Enseignement supérieur de proximité à la loupe d'un observatoire et objet d'un deuxième AMI
Cet été, l'enseignement supérieur de proximité cristallise toutes les attentions. Villes de France vient de créer "l’observatoire de l’enseignement supérieur dans les villes moyennes", en accès libre et gratuit, afin d'éclairer les élus sur la formation post-bac sur le territoire. Dans le même temps, un deuxième appel à manifestation d'intérêt (AMI) vient d'être lancé pour répondre à la problématique des 50.000 emplois non pourvus dans l’industrie. Le tout sur fond d'adoption, à marche forcée, d'un projet de loi Recherche et enseignement supérieur.

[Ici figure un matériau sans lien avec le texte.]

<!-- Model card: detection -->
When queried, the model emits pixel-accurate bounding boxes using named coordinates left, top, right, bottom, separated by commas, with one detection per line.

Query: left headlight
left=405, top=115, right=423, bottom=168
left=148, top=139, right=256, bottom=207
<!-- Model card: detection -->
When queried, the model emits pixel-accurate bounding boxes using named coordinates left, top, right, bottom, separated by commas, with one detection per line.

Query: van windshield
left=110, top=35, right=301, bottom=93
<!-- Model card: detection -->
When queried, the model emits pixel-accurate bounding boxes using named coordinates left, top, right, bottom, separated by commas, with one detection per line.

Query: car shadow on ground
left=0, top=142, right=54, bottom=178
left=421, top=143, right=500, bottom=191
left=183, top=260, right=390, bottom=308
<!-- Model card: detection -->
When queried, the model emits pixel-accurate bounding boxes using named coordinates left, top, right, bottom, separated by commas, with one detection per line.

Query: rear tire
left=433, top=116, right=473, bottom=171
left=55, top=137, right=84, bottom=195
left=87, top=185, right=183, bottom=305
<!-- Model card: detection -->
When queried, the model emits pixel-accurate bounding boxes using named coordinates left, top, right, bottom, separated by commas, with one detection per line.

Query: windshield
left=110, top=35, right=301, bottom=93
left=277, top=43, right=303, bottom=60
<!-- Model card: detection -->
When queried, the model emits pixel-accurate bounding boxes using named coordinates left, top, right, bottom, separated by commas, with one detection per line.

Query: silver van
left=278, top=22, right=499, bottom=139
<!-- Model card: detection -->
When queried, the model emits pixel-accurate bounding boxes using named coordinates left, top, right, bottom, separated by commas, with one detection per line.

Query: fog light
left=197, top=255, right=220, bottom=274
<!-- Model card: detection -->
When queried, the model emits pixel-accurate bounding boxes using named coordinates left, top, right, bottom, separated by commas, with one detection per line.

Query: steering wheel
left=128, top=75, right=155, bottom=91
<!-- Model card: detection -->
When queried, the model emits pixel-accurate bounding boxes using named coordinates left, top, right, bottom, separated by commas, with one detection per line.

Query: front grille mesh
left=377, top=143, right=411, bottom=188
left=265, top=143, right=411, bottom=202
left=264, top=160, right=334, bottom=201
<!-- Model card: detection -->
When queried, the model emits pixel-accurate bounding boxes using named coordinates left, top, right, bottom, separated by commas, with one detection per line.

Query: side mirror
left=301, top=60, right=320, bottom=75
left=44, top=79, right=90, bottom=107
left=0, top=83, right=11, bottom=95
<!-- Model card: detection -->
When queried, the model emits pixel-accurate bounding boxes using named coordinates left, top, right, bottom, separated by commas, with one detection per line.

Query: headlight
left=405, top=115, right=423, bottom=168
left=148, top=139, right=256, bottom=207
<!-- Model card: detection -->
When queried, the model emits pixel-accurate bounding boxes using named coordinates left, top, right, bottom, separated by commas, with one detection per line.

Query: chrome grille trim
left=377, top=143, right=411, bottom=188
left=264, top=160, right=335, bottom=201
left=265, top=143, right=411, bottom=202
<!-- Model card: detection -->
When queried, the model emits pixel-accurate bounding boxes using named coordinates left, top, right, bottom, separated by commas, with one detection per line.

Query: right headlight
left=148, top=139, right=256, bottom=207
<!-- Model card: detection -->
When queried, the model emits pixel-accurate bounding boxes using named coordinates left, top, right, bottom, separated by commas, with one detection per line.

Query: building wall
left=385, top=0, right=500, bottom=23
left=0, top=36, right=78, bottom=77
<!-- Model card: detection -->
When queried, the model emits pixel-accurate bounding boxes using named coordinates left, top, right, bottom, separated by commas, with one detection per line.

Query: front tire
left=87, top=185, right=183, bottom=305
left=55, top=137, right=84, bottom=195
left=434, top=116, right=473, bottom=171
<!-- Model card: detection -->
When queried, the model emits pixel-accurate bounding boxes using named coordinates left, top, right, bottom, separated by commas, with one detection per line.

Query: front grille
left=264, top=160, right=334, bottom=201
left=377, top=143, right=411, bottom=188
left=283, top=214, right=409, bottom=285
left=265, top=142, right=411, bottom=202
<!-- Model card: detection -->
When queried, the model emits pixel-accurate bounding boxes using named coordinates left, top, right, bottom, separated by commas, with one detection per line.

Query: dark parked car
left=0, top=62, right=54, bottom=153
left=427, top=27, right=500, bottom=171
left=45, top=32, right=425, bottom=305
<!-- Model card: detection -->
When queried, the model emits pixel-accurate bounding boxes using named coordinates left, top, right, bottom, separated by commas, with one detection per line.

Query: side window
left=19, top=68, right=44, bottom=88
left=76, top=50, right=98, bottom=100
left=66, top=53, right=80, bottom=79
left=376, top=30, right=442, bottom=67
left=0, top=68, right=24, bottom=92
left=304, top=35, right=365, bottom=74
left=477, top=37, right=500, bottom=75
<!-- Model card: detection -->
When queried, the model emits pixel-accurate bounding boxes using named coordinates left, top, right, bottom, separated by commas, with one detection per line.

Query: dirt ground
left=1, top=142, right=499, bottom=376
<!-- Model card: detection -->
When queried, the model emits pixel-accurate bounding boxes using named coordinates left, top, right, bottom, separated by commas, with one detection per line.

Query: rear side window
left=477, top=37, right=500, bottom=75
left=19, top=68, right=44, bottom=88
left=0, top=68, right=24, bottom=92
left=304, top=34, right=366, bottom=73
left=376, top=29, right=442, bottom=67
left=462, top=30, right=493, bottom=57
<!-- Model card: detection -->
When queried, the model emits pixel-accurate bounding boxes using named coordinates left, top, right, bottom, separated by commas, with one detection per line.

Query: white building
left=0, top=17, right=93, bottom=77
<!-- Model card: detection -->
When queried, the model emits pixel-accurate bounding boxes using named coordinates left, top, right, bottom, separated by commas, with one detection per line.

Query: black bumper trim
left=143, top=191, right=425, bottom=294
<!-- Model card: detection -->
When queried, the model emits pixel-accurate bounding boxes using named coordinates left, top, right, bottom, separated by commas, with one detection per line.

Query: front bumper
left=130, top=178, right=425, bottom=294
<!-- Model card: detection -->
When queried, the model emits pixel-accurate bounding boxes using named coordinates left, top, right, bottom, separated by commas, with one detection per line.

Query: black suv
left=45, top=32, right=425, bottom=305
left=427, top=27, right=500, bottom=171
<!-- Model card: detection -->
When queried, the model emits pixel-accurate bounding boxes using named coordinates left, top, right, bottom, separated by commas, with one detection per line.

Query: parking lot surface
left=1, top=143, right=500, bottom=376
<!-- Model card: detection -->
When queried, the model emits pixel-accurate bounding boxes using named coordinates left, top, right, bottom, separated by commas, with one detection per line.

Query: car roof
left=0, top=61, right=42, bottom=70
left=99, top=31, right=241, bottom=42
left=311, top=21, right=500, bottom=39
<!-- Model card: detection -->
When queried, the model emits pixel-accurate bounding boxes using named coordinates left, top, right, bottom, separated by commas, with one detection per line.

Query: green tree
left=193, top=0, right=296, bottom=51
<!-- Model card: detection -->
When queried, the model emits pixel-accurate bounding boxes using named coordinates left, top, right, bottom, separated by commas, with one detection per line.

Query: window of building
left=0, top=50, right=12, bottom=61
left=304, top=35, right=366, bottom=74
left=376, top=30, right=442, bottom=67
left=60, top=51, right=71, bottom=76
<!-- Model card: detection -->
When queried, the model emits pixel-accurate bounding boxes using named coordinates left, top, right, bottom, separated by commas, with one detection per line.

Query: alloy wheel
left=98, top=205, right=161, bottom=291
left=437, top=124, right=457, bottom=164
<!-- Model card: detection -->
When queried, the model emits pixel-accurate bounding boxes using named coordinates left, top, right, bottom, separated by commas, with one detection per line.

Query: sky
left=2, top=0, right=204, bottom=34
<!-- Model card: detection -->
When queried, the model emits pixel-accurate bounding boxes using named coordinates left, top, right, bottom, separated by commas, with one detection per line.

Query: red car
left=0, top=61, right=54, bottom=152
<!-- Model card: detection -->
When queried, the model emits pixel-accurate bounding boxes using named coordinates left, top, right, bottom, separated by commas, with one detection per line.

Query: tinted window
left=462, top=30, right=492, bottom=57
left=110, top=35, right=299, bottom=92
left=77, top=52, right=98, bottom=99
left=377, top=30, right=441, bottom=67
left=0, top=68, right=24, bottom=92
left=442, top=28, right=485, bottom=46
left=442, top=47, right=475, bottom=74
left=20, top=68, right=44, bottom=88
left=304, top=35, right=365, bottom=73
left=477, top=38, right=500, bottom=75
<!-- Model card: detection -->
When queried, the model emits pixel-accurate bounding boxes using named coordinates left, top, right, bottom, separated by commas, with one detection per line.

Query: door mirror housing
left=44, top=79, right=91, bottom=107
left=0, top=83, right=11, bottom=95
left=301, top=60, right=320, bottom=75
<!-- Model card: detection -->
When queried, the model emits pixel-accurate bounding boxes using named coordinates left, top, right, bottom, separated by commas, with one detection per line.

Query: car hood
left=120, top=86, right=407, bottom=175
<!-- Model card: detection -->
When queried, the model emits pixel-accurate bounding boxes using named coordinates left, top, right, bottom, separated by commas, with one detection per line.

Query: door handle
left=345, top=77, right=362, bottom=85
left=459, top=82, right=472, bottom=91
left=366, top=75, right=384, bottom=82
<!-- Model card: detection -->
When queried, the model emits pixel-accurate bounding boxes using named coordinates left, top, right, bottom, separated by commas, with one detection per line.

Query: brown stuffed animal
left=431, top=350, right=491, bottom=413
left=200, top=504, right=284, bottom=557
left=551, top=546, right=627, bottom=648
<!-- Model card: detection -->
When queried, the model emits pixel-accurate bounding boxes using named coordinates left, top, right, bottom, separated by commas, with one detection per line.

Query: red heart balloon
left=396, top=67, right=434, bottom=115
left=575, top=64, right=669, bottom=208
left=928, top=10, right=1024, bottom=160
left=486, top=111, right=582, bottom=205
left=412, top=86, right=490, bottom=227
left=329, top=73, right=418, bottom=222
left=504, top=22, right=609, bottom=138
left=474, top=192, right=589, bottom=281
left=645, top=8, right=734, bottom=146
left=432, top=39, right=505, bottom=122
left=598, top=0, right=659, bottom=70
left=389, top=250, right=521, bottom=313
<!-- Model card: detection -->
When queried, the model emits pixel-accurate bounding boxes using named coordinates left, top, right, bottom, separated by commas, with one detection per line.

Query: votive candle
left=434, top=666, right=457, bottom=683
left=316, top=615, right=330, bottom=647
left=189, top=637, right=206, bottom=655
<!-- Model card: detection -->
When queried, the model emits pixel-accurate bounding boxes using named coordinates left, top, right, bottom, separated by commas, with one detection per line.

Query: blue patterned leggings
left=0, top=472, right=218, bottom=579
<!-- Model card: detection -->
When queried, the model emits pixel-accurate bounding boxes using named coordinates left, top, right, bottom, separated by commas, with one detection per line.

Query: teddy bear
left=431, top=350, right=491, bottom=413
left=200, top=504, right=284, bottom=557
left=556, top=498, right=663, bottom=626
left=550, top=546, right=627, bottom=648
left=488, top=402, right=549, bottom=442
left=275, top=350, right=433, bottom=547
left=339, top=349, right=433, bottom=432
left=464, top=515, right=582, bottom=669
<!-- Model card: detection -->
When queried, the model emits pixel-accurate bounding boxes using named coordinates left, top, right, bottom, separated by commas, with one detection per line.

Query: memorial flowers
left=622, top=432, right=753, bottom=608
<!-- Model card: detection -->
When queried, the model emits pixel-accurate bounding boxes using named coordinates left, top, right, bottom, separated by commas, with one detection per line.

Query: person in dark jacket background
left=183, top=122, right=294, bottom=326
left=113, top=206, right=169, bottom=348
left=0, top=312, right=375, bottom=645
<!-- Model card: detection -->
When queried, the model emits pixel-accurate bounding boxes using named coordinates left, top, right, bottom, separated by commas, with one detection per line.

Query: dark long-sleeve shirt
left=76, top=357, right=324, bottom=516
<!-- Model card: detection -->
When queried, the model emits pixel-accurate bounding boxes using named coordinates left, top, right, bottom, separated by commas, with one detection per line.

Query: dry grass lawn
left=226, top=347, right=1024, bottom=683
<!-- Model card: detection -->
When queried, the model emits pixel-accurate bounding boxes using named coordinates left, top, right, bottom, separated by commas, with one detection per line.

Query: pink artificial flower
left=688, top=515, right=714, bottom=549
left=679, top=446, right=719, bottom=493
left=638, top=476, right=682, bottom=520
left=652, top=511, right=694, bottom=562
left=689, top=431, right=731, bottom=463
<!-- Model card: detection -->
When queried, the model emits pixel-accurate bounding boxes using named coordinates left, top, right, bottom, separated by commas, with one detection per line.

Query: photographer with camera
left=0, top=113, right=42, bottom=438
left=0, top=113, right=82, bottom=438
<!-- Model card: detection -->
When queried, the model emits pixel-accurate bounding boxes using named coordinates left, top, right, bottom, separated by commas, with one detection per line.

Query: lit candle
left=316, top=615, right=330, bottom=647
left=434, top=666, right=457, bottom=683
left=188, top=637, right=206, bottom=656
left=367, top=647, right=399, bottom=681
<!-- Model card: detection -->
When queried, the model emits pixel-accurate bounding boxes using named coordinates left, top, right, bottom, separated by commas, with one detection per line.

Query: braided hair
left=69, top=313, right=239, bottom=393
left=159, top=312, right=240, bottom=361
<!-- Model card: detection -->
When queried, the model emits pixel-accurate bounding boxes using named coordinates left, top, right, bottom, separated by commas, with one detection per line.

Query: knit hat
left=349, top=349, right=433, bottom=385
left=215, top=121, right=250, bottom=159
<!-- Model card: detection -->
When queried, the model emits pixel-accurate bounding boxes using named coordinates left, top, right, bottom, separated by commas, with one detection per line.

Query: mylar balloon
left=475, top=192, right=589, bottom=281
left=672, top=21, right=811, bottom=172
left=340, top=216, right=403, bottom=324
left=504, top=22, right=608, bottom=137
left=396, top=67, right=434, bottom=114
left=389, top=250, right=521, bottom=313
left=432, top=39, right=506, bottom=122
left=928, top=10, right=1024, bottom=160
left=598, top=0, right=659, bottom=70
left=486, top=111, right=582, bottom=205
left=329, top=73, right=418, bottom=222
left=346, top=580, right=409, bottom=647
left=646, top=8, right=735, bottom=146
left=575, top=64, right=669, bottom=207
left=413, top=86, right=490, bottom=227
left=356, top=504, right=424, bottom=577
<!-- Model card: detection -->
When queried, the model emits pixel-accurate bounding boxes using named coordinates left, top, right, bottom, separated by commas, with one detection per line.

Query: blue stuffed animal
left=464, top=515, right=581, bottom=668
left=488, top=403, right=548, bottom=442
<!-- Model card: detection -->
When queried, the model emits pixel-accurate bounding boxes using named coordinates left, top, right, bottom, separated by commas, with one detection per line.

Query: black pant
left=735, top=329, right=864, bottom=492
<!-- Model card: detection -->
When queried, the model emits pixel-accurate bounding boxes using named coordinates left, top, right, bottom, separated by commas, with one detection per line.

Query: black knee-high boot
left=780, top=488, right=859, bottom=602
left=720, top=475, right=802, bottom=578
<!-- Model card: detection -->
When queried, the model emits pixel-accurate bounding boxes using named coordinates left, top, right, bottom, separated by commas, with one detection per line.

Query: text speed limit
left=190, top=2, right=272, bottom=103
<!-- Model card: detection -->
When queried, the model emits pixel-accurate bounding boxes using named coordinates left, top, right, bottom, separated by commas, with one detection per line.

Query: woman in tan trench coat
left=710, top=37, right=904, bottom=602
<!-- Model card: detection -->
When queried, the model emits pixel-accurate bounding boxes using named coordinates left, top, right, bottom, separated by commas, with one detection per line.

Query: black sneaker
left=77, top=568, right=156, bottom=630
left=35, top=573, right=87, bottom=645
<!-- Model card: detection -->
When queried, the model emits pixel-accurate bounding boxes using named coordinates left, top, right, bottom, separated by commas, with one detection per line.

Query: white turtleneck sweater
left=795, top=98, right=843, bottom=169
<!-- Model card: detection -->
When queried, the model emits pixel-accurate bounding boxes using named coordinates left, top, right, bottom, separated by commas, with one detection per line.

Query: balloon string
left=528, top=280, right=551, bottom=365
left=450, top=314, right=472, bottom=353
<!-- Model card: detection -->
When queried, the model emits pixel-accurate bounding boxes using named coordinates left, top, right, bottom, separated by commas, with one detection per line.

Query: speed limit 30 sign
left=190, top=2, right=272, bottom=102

Sous le feu de l'actualité, l'enseignement supérieur focalise toutes les attentions en cette fin juillet 2020. Face à l'afflux exceptionnel de bacheliers, du fait de la crise sanitaire, les universités sont sous pression. Et le projet de loi sur la recherche vient d'être adopté, le 22 juillet, en conseil des ministres, contre vents et marées (lire l'encadré). Le contexte, peu ordinaire, a aussi vu naître le 16 juillet un nouvel outil : l’observatoire de l’enseignement supérieur dans les villes moyennes, fruit d'un partenariat entre Villes de France et Spallian, PME française experte en data. Son but : "éclairer les élus pour mieux visualiser et comprendre les relations entre l’offre et la demande en formation post-bac sur leur territoire". Ce projet est un aboutissement pour Villes de France qui milite pour l’installation et le développement d’une offre de formation supérieure dans les villes moyenne depuis... longtemps.
Concrètement, l'observatoire, en accès libre, consiste en un tableau de bord interactif. Il est réalisé à partir de données ouvertes publiées par la plateforme Parcoursup. "Pour chaque commune, EPCI ou département, il est possible de cartographier l’offre de formation, de mesurer la tension des différentes filières, mais aussi de filtrer les résultats pour étudier un domaine de formation en particulier", détaille Villes de France dans son communiqué. L'ambition, à terme, est de faire encore évoluer cet outil afin de permettre de croiser les données concernant les offres d'emploi locales avec les offres de formation d'un périmètre identique. Une étape supplémentaire qui "permettrait d'affiner l'offre de formation sur le territoire", précise Bastien Régnier, directeur général de Villes de France.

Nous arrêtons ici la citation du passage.